Memory leak in optax.radam

lukekulik opened this issue 4 months ago · 2 comments

Number of live buffers (and memory use) continues to grow when using optax.radam optimizer. The issue goes away when the optimizer is switched to optax.adam.

Potentially related to #580

CUDA Version: 12.0
JAX version: 0.4.1
Optax version: 0.1.4

Repro:

import jax
import jax.numpy as jnp
import optax

from flax import linen as nn
from collections import namedtuple

client = jax.lib.xla_bridge.get_backend()

class MLP(nn.Module):
    features : namedtuple('features', ['outputsize'])
    
    def setup(self):
        self.linear = nn.Dense(self.features[0])
        self.relu = nn.activation.relu
    
    def __call__(self, x):
        return self.relu(self.linear(x)).max(axis=1)

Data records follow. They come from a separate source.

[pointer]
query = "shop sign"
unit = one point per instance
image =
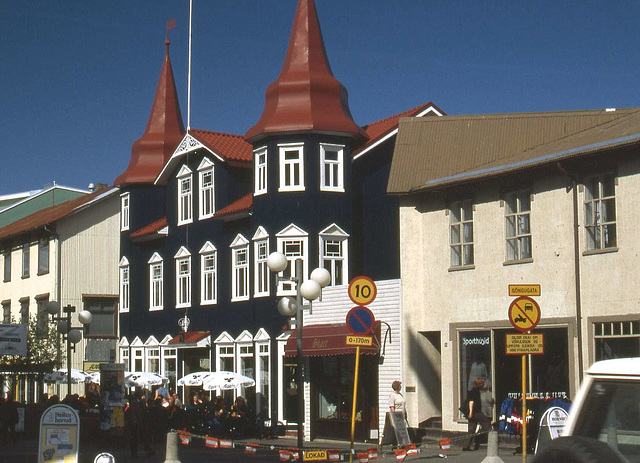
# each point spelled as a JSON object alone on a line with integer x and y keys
{"x": 359, "y": 341}
{"x": 315, "y": 455}
{"x": 524, "y": 290}
{"x": 520, "y": 344}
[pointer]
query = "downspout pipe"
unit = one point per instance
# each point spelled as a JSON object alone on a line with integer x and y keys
{"x": 576, "y": 252}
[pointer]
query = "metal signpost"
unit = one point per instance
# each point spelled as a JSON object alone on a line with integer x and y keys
{"x": 524, "y": 315}
{"x": 360, "y": 321}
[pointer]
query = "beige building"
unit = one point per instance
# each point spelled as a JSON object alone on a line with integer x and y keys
{"x": 66, "y": 253}
{"x": 489, "y": 201}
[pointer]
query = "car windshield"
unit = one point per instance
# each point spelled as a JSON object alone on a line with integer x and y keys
{"x": 611, "y": 413}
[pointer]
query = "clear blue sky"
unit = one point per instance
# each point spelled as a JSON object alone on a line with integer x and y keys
{"x": 77, "y": 78}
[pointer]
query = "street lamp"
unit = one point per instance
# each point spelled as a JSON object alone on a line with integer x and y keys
{"x": 72, "y": 334}
{"x": 287, "y": 306}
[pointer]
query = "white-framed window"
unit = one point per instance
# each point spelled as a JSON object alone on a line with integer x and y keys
{"x": 124, "y": 285}
{"x": 261, "y": 277}
{"x": 600, "y": 212}
{"x": 291, "y": 167}
{"x": 153, "y": 360}
{"x": 240, "y": 271}
{"x": 183, "y": 278}
{"x": 260, "y": 171}
{"x": 518, "y": 224}
{"x": 461, "y": 233}
{"x": 208, "y": 274}
{"x": 293, "y": 242}
{"x": 124, "y": 211}
{"x": 156, "y": 282}
{"x": 207, "y": 193}
{"x": 185, "y": 196}
{"x": 331, "y": 167}
{"x": 334, "y": 254}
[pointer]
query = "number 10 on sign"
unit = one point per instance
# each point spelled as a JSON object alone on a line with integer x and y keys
{"x": 362, "y": 290}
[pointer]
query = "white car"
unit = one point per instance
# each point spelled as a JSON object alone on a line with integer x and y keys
{"x": 604, "y": 422}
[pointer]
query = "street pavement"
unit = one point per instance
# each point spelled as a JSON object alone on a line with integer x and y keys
{"x": 26, "y": 450}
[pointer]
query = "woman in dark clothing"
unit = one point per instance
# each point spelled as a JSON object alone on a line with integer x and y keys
{"x": 475, "y": 414}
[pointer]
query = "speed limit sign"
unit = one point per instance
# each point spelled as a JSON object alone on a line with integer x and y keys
{"x": 362, "y": 290}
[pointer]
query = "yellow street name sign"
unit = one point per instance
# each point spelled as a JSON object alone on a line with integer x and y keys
{"x": 354, "y": 340}
{"x": 520, "y": 344}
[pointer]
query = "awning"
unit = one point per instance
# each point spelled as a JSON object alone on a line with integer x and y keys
{"x": 329, "y": 339}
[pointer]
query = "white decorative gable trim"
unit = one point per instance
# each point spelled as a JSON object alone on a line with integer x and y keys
{"x": 292, "y": 230}
{"x": 245, "y": 337}
{"x": 334, "y": 230}
{"x": 206, "y": 163}
{"x": 260, "y": 234}
{"x": 239, "y": 241}
{"x": 224, "y": 338}
{"x": 182, "y": 252}
{"x": 207, "y": 248}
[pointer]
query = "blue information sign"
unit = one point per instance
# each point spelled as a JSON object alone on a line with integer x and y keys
{"x": 360, "y": 320}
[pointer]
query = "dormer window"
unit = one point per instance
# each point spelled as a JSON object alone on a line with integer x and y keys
{"x": 260, "y": 171}
{"x": 207, "y": 198}
{"x": 185, "y": 196}
{"x": 331, "y": 168}
{"x": 291, "y": 167}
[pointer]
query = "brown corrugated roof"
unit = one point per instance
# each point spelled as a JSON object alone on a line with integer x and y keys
{"x": 432, "y": 152}
{"x": 51, "y": 214}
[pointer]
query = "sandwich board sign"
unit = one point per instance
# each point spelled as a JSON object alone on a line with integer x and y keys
{"x": 59, "y": 435}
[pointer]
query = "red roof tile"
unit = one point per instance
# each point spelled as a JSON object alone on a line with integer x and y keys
{"x": 379, "y": 129}
{"x": 226, "y": 145}
{"x": 150, "y": 229}
{"x": 306, "y": 96}
{"x": 163, "y": 133}
{"x": 189, "y": 337}
{"x": 50, "y": 214}
{"x": 243, "y": 204}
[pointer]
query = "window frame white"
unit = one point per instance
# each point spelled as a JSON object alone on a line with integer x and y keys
{"x": 261, "y": 273}
{"x": 334, "y": 181}
{"x": 125, "y": 285}
{"x": 183, "y": 280}
{"x": 156, "y": 284}
{"x": 286, "y": 181}
{"x": 260, "y": 171}
{"x": 239, "y": 271}
{"x": 461, "y": 222}
{"x": 125, "y": 215}
{"x": 596, "y": 241}
{"x": 208, "y": 277}
{"x": 206, "y": 193}
{"x": 286, "y": 240}
{"x": 184, "y": 197}
{"x": 334, "y": 233}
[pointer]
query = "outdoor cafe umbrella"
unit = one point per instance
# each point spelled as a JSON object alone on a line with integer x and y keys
{"x": 143, "y": 379}
{"x": 226, "y": 380}
{"x": 194, "y": 379}
{"x": 60, "y": 376}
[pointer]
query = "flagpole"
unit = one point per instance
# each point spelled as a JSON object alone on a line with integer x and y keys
{"x": 189, "y": 72}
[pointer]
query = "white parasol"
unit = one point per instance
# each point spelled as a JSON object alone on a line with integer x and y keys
{"x": 60, "y": 376}
{"x": 196, "y": 378}
{"x": 143, "y": 379}
{"x": 226, "y": 380}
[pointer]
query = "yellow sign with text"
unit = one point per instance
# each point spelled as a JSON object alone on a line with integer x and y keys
{"x": 354, "y": 340}
{"x": 315, "y": 455}
{"x": 520, "y": 344}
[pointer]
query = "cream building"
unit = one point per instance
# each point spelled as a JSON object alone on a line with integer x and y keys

key = jax.random.PRNGKey(0)

model = MLP(features = [10])

test_input = jax.numpy.ones((10,10,10))
test_label = jax.numpy.ones((10))

model_params = model.init(key, test_input)

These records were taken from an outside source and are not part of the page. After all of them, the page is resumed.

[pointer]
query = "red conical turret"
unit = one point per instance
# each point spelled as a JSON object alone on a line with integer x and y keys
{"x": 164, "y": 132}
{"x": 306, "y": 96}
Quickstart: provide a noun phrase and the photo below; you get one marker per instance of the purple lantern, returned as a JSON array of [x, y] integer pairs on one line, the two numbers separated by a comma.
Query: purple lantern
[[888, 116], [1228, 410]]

optimizer = optax.radam(learning_rate=1e-3)  # this opt will overflow
# optimizer = optax.adam(learning_rate=1e-3)  # this opt will not overflow

opt_state = optimizer.init(model_params)

def mse_for_model(model):
  @jax.jit
  def mse(params, x_batched, y_batched):
    def squared_error(x, y):
      pred = model.apply(params, x)
      return jnp.inner(y-pred, y-pred) / 2.
    return jnp.mean(jax.vmap(squared_error)(x_batched,y_batched), axis=0)
  return mse

loss_grad_fn = jax.value_and_grad(mse_for_model(model))

for i in range(100):
    loss_val, grads = jax.block_until_ready(
        loss_grad_fn(model_params, test_input, test_label)) 
        
    bs = [b.shape for b in client.live_buffers()]
    print('num_live_buffers=', len(bs))
    
    updates, opt_state = optimizer.update(grads, opt_state) 
    params = optax.apply_updates(model_params, updates)

Answer 1 · 2024-05-23T21:11:56.000Z

Hello @lukekulik,
Thanks for catching this and giving a reproducible example.
I think there is a simple fix for this: replace the jax.lax.cond in here by a jnp.where.
So that means a slight increase in computational time (the radam_update will be computed at each iteration, so a few more arithmetic operations) but should solve the memory issue.
I will put this as a good first issue since the fix should be simple. If not tackled in one week I can take care of it.

Answer 2 · 2024-05-31T14:53:10.000Z

Fixed by #974